Good interview here with Thomas Sowell on Discrimination - he looks at it from an economic point of view.
thefederalist.com/2019/06/13/an-interview-with-thomas-sowell-on-discrimination-race-and-social-justice/Hogberg: Now, regarding the practice of discrimination, in your book you note that even if, say, employers are racist and they want to discriminate in their hiring practices, there are often powerful forces that may prevent them from doing so. Can you explain?
Sowell: It depends on the context. If, for example, it is an industry operating in a labor market in which there is a chronic surplus of qualified job applicants, then it costs the employer nothing to turn away qualified applicants from groups he doesn’t like and instead hire people from groups he does like that are still qualified.
But you seldom have that in a free market because wages adjust over time. You may have temporary surpluses or shortages, but those things tend to self-correct. It is when you have something like the minimum wage law, where you raise the wage rate above where it would be in a free market. Therefore, you increase the amount of workers available to the industry but you reduce the quantity of workers that employers demand because labor is now more expensive. And so you create a chronic surplus of labor.
I go into detail about the minimum wage in the book. And what is fascinating to me is to look back to 1948, when, for all practical purposes, the minimum wage law didn’t apply because inflation had made all wages above what was specified in the law. At that time not only was unemployment as a whole a fraction of what it is today, there was no difference between the unemployment rate of black teenagers and white teenagers. Today that seems almost impossible to believe.
It’s only later on, when politicians started increasing the minimum wage to keep up with inflation and so on, that’s when the total unemployment of teenagers in general became some multiple of what it was in 1948. And that’s when a gap opened up between the unemployment rate of black teenagers and white teenagers.

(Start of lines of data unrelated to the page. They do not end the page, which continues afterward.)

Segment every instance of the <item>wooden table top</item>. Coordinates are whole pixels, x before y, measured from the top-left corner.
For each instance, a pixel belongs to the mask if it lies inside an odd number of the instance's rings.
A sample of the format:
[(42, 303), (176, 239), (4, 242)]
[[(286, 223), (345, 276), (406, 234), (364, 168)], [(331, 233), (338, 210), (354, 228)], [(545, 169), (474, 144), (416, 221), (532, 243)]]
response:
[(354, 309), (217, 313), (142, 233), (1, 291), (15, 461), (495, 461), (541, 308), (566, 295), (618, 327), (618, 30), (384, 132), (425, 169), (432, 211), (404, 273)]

So, the increase in unemployment among black teenagers was not due to racism, which was at least as great in 1948 as it is today. Rather, the cost of discrimination to the discriminator had changed. You lowered the cost of discrimination. As you would expect, you lower the cost and more is demanded.

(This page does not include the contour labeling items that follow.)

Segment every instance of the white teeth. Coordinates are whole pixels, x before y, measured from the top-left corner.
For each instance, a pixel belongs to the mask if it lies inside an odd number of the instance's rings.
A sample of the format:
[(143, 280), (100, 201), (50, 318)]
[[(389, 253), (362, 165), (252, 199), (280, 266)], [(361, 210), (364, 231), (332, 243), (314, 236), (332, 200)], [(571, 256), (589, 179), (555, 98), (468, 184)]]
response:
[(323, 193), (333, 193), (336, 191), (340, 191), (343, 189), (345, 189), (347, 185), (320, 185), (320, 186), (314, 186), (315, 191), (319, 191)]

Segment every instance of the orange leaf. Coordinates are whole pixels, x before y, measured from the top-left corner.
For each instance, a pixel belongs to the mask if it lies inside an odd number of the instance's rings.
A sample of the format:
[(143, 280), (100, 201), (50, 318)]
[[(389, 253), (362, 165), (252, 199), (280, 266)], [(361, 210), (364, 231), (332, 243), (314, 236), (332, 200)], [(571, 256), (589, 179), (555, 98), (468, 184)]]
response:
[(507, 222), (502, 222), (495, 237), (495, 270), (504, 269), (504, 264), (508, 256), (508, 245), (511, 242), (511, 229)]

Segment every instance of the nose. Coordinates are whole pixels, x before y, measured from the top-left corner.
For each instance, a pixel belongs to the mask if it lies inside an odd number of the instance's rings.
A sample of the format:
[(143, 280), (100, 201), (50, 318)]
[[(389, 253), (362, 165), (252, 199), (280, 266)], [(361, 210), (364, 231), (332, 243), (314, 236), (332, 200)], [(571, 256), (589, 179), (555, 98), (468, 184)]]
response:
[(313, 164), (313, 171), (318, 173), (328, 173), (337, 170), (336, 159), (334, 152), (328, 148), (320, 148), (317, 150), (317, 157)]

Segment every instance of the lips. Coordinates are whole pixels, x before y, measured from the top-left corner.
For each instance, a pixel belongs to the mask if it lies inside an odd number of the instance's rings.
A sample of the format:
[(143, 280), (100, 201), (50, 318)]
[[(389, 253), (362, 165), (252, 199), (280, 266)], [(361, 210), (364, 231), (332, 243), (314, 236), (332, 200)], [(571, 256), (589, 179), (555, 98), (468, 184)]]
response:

Hogberg: There were even costs to discrimination in South Africa, correct?
Sowell: Even in South Africa. That was the classic case. And I use that example in the book instead of getting bogged down in these questions about how much racism exists and so forth. I deliberately picked the country where there is no question at all about the racism of the people in control of the country. Which is to say that the whites had openly proclaimed white supremacy. And yet in South Africa, there were occupations where the black workers outnumbered the white workers even though it was illegal to hire any black workers in that occupation. And this was not due to the white employers having different social views. Rather, the cost to them of not hiring blacks was just too high.

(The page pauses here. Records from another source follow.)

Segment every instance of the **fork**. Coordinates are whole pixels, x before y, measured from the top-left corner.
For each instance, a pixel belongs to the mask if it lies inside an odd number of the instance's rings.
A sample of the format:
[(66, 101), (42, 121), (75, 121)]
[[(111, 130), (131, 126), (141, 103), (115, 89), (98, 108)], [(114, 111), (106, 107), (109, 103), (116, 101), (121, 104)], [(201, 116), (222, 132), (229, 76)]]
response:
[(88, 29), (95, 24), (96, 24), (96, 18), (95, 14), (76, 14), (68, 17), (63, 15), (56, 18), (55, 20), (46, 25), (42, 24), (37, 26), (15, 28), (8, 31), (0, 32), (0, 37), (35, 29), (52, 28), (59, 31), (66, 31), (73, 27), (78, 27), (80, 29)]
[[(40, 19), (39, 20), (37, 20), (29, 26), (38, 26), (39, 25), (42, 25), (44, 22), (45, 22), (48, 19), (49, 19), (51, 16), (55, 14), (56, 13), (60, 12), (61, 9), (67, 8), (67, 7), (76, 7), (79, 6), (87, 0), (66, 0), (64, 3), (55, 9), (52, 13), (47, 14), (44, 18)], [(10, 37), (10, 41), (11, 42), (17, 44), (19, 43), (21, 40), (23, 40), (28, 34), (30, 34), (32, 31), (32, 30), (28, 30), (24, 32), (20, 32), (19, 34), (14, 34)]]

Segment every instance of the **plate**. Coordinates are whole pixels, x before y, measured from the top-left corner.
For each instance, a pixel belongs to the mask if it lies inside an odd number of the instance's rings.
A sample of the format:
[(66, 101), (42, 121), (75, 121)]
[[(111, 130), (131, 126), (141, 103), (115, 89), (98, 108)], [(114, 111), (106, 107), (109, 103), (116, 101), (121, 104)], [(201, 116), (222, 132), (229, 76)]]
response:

If I may, just the other day I came across an article about how employers setting up new factories in the United States have been deliberately locating those factories away from concentrations of black populations because they find it costlier to hire blacks than to hire whites with the same qualifications. The reason is that the way civil rights laws are interpreted, it is so easy to start a discrimination lawsuit which can go on for years and cost millions of dollars regardless of the outcome.
It makes no sense from a business standpoint to hire a black worker if a white worker can be hired with the same qualifications who can’t start a lawsuit. So what this suggests is that when you give some people special rights, those special rights have special costs, not only to other people but to the people with special rights.
Hogberg: Related to discrimination, you have a section where you note that Harlem, which was predominately white in the early 20th century, was less hostile toward blacks when it came to providing housing that blacks could afford than San Francisco is today. Please explain.
Sowell: The landlords of Harlem weren’t less hostile toward blacks, they were more hostile. The realtors and building owners were assuring the white tenants that they were not going to let any blacks move into Harlem and, thus, there was no reason for their tenants to leave. Well, as it turned out that was a bad prediction. And my point is the reason it failed was the cost to the discriminators.
Now, if every single realtor in Harlem had stood firm on not letting blacks into Harlem, then Harlem might not be black today. But even racists, who prefer one race to another by definition, tend to prefer themselves most of all. So if a landlord has a building where he is having trouble finding tenants at the prices he wants to charge, but he can find blacks willing to pay those prices, then he is not going to pass up that money. Most people would not. And once that process starts, it becomes costlier and costlier for the holdouts among landlords and realtors to continue holding out.
Now, in San Francisco, they have restricted the supply of housing by restricting the building of housing. And there is no cost—people who already own houses or apartment buildings can easily vote to restrict the building of more housing. That causes the price of existing housing to go up. So, by 2005, the number of blacks living in San Francisco was less than half of what it had been in 1970 even though the total population of the city had increased. And that’s because more and more blacks were priced out of the housing market and forced economically to leave San Francisco.
So I doubt there was anywhere near the amount of hostility toward blacks in San Francisco in the late 20th century as there was toward blacks in Harlem one hundred years earlier. But where the cost of discrimination was low, people discriminated and where it was high they had to give it up.